Kostiantyn Chernenko, Representative of Ukraine’s Human Rights Ombudsperson in the Donetsk and Luhansk oblasts, says that the evacuation is yet another provocation, like the shelling of the kindergarten in Stanytsa Luhanska.  The militants initially claimed that a kindergarten had been shelled on militant-controlled territory.  One kindergarten was shelled – on Ukrainian government controlled territory.

Chernenko sees the ‘evacuation’ operation on 18 February in the same light.  They gathered together a whole lot of coaches to take people to Russia in order to show and stir up panic, and try to claim that Ukraine’s Armed Forces might wage an offensive.  They began (as in 2014 also) with the children from an orphanage. “This was an act planned in advance in order to keep our people all the time in tension, in order to sow panic and hysteria”.

Pavel Lisiansky, Director of the Strategic Research and Security Institute, was equally critical of the stunt.  They had contacted people who had been evacuated and were sitting somewhere on coaches.  He noted that they had even evacuated people from Antratsyt which is around 70 kilometres from the Russian border.  It was clear, he said, that the only reason for this was its propaganda value.  In general, he added, people had not idea why they were being evacuated now, when this had not happened in 2014, or in 2015.

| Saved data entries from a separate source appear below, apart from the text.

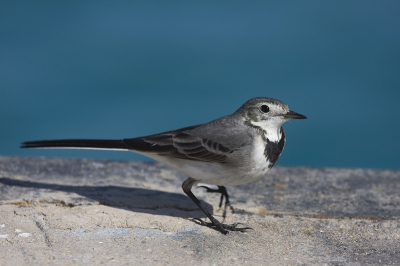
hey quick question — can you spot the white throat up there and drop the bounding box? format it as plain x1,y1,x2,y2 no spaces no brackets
251,120,283,142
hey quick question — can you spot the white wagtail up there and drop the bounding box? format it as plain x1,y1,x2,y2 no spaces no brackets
21,97,306,234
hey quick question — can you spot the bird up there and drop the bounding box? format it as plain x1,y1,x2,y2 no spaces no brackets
21,97,306,234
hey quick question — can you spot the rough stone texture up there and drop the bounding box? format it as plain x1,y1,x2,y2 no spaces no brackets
1,156,400,265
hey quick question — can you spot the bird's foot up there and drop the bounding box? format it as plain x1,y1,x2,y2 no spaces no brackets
192,218,253,235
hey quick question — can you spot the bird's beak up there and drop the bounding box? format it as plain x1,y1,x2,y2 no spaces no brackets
279,110,307,119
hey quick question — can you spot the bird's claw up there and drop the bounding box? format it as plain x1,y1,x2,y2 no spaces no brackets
191,218,253,234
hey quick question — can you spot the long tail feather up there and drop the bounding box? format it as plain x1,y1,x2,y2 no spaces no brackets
21,139,130,150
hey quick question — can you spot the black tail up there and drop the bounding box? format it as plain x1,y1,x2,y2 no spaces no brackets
21,139,130,150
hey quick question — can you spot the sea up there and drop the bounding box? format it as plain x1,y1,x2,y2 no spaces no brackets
1,1,399,169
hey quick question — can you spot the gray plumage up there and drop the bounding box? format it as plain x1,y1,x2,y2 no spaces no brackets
21,97,306,234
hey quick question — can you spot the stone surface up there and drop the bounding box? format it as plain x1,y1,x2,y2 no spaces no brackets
1,156,400,265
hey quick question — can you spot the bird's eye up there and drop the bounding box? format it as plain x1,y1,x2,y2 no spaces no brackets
260,105,270,113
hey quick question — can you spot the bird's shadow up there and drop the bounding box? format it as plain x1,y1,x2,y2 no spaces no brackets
0,177,210,219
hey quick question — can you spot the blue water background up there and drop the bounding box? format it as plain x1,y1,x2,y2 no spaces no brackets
1,1,399,169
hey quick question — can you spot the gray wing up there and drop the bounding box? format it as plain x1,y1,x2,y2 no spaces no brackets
122,124,234,163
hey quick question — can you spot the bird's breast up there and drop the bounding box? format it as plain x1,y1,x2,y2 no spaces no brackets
264,127,286,168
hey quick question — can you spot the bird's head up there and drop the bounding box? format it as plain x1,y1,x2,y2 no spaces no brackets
236,97,307,133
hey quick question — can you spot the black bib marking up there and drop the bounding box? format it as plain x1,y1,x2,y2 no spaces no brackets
264,127,286,167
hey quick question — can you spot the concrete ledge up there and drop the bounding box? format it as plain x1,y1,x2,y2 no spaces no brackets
1,156,400,265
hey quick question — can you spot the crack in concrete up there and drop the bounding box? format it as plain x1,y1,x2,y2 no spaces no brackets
33,214,51,247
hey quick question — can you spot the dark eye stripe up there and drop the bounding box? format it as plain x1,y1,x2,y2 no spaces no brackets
260,105,269,113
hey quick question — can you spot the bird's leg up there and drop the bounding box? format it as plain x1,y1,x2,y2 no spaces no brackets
182,178,250,234
217,186,235,221
197,184,235,221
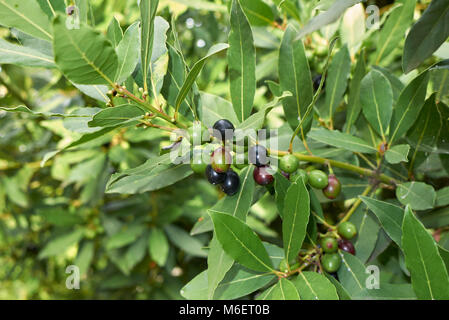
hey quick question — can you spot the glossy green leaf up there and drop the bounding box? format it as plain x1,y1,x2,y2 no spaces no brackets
436,186,449,207
360,69,393,139
240,0,274,26
165,224,207,258
148,227,169,266
337,251,367,296
106,17,123,48
354,283,416,300
389,71,429,144
294,0,362,40
200,92,240,128
293,271,339,300
140,0,159,92
228,0,256,122
360,196,404,246
261,278,300,300
274,172,290,219
115,22,140,84
350,206,380,263
0,0,52,41
385,144,410,164
52,15,118,85
345,50,366,132
324,45,351,119
373,0,415,65
308,128,377,153
175,43,229,114
0,38,54,68
403,0,449,73
282,178,310,263
279,25,313,132
207,236,234,299
396,182,436,211
88,105,145,128
210,212,274,272
402,206,449,299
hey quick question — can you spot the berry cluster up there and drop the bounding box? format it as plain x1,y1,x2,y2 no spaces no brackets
279,154,342,200
190,119,241,196
320,221,357,273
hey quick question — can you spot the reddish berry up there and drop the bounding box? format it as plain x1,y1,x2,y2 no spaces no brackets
253,166,274,186
338,239,356,255
322,174,341,199
211,147,232,173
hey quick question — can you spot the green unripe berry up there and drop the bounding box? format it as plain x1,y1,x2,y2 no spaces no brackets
190,147,209,174
337,221,357,240
291,169,308,184
308,170,328,189
321,253,342,273
279,154,299,173
321,237,338,253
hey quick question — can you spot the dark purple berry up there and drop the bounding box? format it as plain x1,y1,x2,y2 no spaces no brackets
253,166,274,186
206,164,226,185
222,170,240,196
338,239,356,255
248,145,268,167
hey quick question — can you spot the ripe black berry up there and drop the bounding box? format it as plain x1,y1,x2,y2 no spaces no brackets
253,166,274,186
248,145,268,167
212,119,234,141
205,165,226,185
222,170,240,196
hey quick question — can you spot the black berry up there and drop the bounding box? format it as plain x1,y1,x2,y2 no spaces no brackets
205,164,226,185
222,170,240,196
212,119,234,141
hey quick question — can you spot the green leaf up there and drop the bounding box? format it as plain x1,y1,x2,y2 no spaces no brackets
207,236,234,299
436,186,449,207
385,144,410,164
240,0,274,26
148,227,169,266
396,182,436,211
37,0,65,19
236,92,292,131
389,71,430,144
360,69,393,139
180,270,208,299
140,0,159,92
75,241,94,277
372,65,405,103
274,172,290,219
165,224,207,258
52,15,118,85
106,163,193,194
294,0,362,40
125,233,148,270
115,22,140,84
324,45,351,119
0,38,54,68
228,0,256,122
175,43,229,115
337,251,367,296
345,50,366,132
38,229,85,259
360,196,404,246
324,272,352,300
402,206,449,299
214,265,275,300
340,3,365,57
200,92,240,128
293,271,339,300
279,25,313,132
373,0,415,65
106,225,146,250
354,283,417,300
262,278,300,300
350,206,380,263
0,0,52,41
88,105,145,128
403,0,449,73
106,17,123,48
308,128,377,153
282,178,310,263
209,212,274,272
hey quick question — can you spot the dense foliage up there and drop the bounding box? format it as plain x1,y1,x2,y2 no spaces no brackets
1,0,449,300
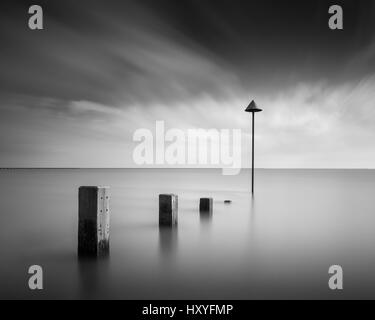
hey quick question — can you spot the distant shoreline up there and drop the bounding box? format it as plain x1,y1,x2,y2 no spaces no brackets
0,168,374,170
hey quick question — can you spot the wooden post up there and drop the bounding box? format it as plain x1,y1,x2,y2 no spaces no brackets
78,186,110,257
159,194,178,227
200,198,213,213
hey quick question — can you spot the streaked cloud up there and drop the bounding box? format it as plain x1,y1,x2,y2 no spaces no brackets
0,0,374,168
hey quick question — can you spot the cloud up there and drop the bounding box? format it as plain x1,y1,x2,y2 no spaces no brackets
2,74,374,168
0,1,374,168
0,0,240,107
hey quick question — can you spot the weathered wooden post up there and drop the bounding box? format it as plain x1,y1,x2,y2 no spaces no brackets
78,186,110,257
200,198,213,213
159,194,178,227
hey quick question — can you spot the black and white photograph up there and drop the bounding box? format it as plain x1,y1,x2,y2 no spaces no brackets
0,0,375,305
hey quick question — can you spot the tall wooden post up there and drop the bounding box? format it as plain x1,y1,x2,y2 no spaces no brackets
78,186,110,257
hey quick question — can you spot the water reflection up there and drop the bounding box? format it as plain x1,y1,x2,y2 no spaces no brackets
200,210,213,225
249,196,257,249
158,227,178,259
78,255,110,299
250,197,256,227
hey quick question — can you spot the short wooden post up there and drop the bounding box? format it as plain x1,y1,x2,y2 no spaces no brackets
200,198,213,213
159,194,178,227
78,186,110,257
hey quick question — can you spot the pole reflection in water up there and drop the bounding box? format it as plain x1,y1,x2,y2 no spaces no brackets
200,209,213,221
159,227,178,259
200,209,213,230
78,255,110,299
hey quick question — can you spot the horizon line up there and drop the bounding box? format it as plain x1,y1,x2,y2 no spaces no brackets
0,167,374,170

Journalist Oleksiy Matsuka quotes other local residents.  “For seven years, the ‘DPR locals lived in their own barracks for pay, and now all of us are being called up to defend them and their boss [Denis] Pushilin with rifles in our hands. Donetsk guys are on mass refusing to take part in this con”.

“An eyewitness from Donetsk says that “This morning I saw almost empty coaches heading in the direction of Russia.  They take coaches with blinds or with darkened windows so that it won’t be seen that they’re almost empty.  People from Donetsk are refusing to take part in this so-called evacuation and nobody’s taking it seriously.”